Oracle looks to cast broad net with Oracle Cloud Managed Service Provider Program

The new program lets strictly vetted MSPs package the Oracle platform with both Oracle and non-Oracle apps into a single price, and offers additional sales and marketing support.

sanjay-sinha

Sanjay Sinha, vice president, Platform Products, Oracle

Today at Oracle OpenWorld, Oracle has announced the creation of the Oracle Cloud Managed Service Provider (MSP) Program within the Oracle PartnerNetwork. While the initial roster of partners announced is pretty much limited to larger systems integrators, the company says its plans for the program are broader than that. While meeting strict criteria is necessary to qualify, the plan is to include regional and local partners as well.

“We are seeing many customers looking to move both Oracle and non-Oracle workloads to a public cloud for its benefits, but they need help to do so,” said Sanjay Sinha, vice president, Platform Products, Oracle. “This MSP program is designed to help qualified partners to offer them a complete managed service solution for workloads running on Oracle Platform as a Service and Infrastructure as a Service.”

The program lets partners buy Oracle Cloud Platform, package their MSP services with it, and sell the bundle a streamlined business model.

“Oracle provides the Cloud Platform while the partners provide the MSP services,” Sinha said. “The program makes it easier for partners to offer one contract to the customer.”

Oracle has offered a Business Process Services program, but Sinha said that this program goes further than that one.

“The focus of BPS has been around Oracle’s applications,” he said. “They can offer an outcome-based contract, but all just in the context of Oracle applications. This program covers anything that is running on our cloud platform, regardless of whether it is Oracle or not. We anticipate that probably only around 25 per cent of it will be Oracle.”

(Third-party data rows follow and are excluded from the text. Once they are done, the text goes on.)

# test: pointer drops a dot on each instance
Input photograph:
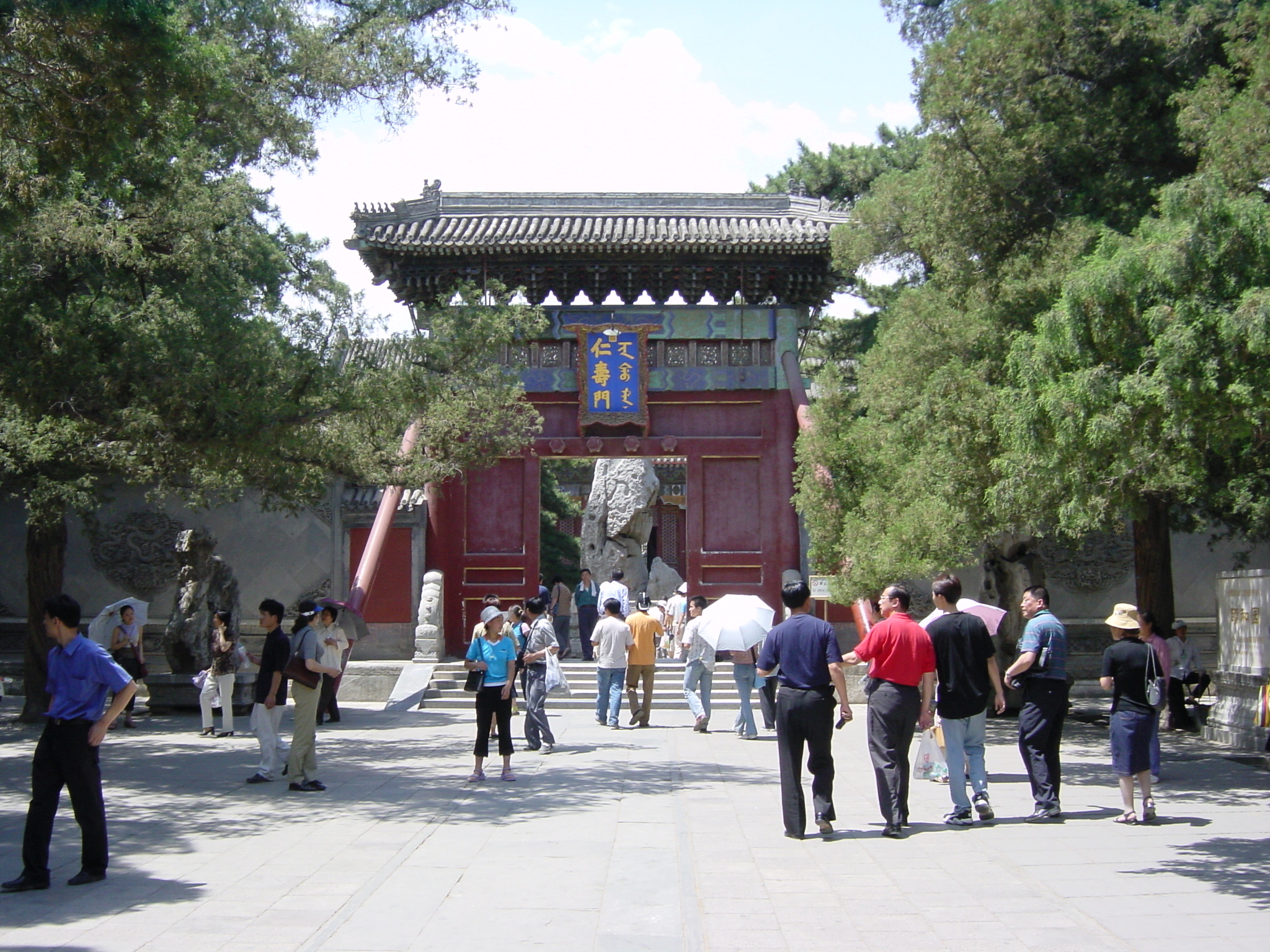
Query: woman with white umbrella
(737, 624)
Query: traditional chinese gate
(704, 382)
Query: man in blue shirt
(810, 669)
(1042, 667)
(66, 756)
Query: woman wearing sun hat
(1126, 668)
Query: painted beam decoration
(613, 375)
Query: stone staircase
(446, 691)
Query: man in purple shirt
(66, 756)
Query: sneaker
(1044, 813)
(984, 806)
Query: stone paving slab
(629, 840)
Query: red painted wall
(390, 597)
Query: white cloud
(616, 113)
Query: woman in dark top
(1126, 667)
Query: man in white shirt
(1186, 669)
(677, 612)
(611, 639)
(616, 588)
(698, 667)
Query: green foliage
(1080, 306)
(559, 552)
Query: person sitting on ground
(616, 588)
(642, 660)
(1185, 669)
(611, 639)
(968, 679)
(1126, 668)
(494, 654)
(127, 649)
(219, 684)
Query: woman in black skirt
(1126, 667)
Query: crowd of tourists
(948, 669)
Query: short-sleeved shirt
(963, 649)
(646, 630)
(1043, 628)
(616, 589)
(611, 637)
(79, 676)
(699, 649)
(1126, 662)
(495, 658)
(541, 637)
(898, 650)
(273, 658)
(804, 648)
(586, 594)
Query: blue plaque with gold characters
(613, 375)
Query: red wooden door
(391, 597)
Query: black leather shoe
(23, 884)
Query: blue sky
(646, 95)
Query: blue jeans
(609, 694)
(964, 739)
(745, 677)
(696, 677)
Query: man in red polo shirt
(902, 682)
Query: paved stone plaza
(633, 839)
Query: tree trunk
(46, 563)
(1153, 563)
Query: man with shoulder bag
(1041, 669)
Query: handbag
(298, 671)
(930, 764)
(1157, 690)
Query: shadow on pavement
(1235, 866)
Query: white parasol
(991, 615)
(103, 626)
(735, 622)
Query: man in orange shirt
(642, 658)
(902, 682)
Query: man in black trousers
(810, 662)
(66, 756)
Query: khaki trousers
(634, 673)
(303, 762)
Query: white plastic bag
(929, 764)
(556, 679)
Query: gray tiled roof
(442, 224)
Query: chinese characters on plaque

In order to qualify for the program, partners must meet the conditions of an Oracle Cloud MSP Partner Validation Checklist. Sinha said this requires a fairly high level of criteria, which will be audited by a third party

“It involves demonstrating deep expertise in building cloud-native applications, as well as the ability to lift and share existing workloads from on-prem to cloud, and demonstrating knowledge of Oracle IaaS and PaaS products, and passing OPN tests to show those skills,” he said.

“We want to make sure partners who qualify have deep expertise in Oracle, so they can do this successfully,” Sinha added. “They will have the required technical expertise as well as deep experience in having done automation.”

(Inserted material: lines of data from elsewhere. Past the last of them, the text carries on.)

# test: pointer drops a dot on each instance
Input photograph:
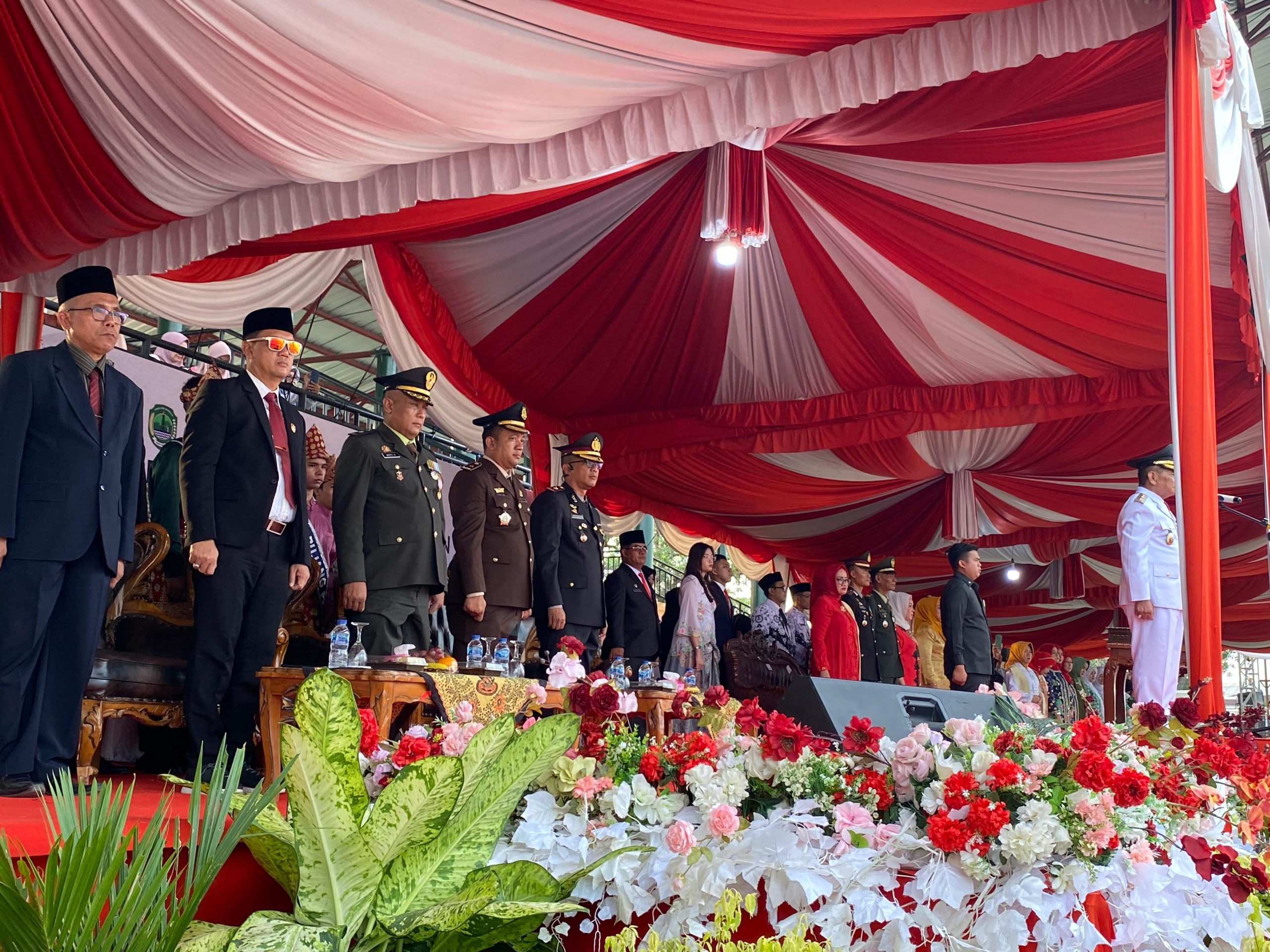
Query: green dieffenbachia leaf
(273, 844)
(327, 715)
(482, 752)
(338, 871)
(275, 932)
(206, 937)
(423, 876)
(414, 808)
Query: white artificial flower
(981, 762)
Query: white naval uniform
(1151, 569)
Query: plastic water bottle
(338, 645)
(618, 674)
(357, 652)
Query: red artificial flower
(879, 783)
(1185, 711)
(370, 731)
(1152, 716)
(411, 749)
(591, 739)
(1131, 787)
(987, 817)
(1094, 771)
(1255, 769)
(571, 647)
(751, 716)
(958, 787)
(604, 701)
(949, 835)
(1051, 747)
(1004, 774)
(860, 737)
(579, 699)
(651, 766)
(1091, 734)
(784, 738)
(715, 696)
(1005, 743)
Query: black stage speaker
(827, 705)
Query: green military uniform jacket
(390, 527)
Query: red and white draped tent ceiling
(948, 320)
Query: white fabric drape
(294, 282)
(450, 408)
(216, 115)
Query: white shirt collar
(262, 389)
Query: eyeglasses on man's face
(102, 314)
(278, 345)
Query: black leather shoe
(19, 787)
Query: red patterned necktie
(94, 394)
(280, 445)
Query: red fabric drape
(1193, 362)
(60, 193)
(784, 28)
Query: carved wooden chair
(755, 669)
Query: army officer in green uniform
(390, 529)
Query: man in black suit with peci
(70, 466)
(243, 486)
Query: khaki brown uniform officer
(492, 570)
(390, 527)
(568, 546)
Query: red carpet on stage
(241, 889)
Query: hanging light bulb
(727, 253)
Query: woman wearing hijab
(694, 643)
(835, 636)
(929, 635)
(1048, 663)
(902, 607)
(1023, 679)
(1089, 694)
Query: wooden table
(381, 690)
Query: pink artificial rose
(723, 821)
(851, 817)
(964, 731)
(1141, 852)
(454, 739)
(680, 839)
(911, 761)
(883, 834)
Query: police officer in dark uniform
(863, 608)
(390, 529)
(492, 572)
(568, 542)
(890, 669)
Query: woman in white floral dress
(694, 643)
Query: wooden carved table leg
(91, 739)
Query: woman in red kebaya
(835, 636)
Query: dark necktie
(94, 394)
(280, 445)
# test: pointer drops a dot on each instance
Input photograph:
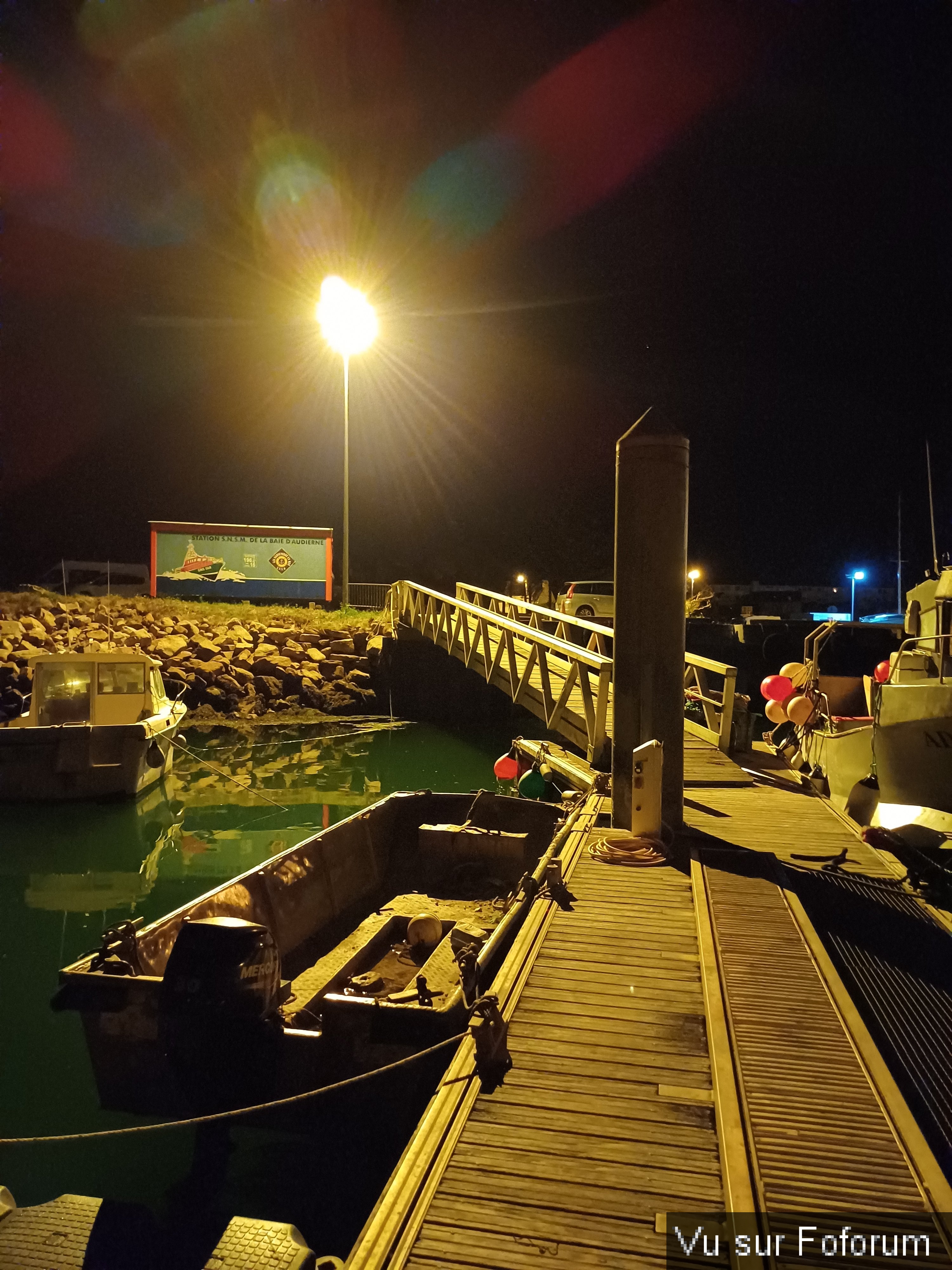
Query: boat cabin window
(158, 688)
(122, 678)
(63, 693)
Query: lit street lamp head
(347, 318)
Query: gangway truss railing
(532, 655)
(567, 686)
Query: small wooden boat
(98, 725)
(364, 944)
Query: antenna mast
(932, 512)
(901, 606)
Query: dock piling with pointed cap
(651, 566)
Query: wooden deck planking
(579, 1141)
(607, 1120)
(786, 822)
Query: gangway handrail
(552, 615)
(441, 618)
(564, 648)
(567, 686)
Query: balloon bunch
(785, 695)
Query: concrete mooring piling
(651, 566)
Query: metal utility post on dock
(651, 566)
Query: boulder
(205, 650)
(268, 686)
(171, 645)
(312, 695)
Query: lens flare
(300, 210)
(347, 318)
(468, 192)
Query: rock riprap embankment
(239, 669)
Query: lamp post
(855, 577)
(350, 326)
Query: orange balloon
(800, 711)
(797, 672)
(775, 712)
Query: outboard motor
(219, 1015)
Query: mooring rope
(241, 1112)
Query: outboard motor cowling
(219, 1015)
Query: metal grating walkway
(819, 1137)
(897, 965)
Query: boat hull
(309, 897)
(83, 761)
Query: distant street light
(350, 326)
(855, 577)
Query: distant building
(732, 603)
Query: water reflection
(214, 817)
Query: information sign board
(241, 562)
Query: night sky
(736, 213)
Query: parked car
(588, 600)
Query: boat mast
(932, 512)
(901, 606)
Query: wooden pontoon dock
(738, 1031)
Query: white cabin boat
(97, 725)
(904, 733)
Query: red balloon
(507, 769)
(776, 688)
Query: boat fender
(425, 929)
(863, 801)
(493, 1057)
(468, 962)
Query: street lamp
(350, 326)
(855, 577)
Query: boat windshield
(63, 693)
(121, 678)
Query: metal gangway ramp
(563, 676)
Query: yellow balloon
(775, 712)
(800, 711)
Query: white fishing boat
(96, 725)
(896, 736)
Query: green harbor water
(69, 871)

Oracle announced an initial list of partners participating in the program — Accenture, Atos, Cognizant, Deloitte, Fujitsu, Hitachi, Infosys, NTT / Dimension Data, TCS, Tech Mahindra, and Wipro. There is a strong bias here to large system integrators, but Sinha emphasized that this is not just a program for them.

“We created the program, not just for large SIs, but also for regional partners, and local partners selling into the mid-market and enterprise,” Sinha said. “We started with the SI partners because they are deep expertise partners, with broad geo coverage. But it is an open program. You have to qualify. There are stringent criteria. But if you are deeply focused in this area, you can get into the program even if you are a smaller partner.”

In addition to being able to offer the bundled price with the platform and services. Oracle Cloud MSP partners will receive sales and go-to-market support. To this end, today OPN also unveiled the Oracle Cloud MSP Knowledge Zone, providing partners with key enablement resources and support.

“Pay as you go pricing is also part of the program.” Sinha said. “The partner essentially becomes the customer, doing all the service administration.”

Partners in the program can also use Oracle Managed Service Provider branding to promote their expertise to customers.

“Because of the vetting we are doing on partners in the program, customers can be confident that they have deep knowledge of the Oracle platform as well as cloud proficiency,” Sinha said.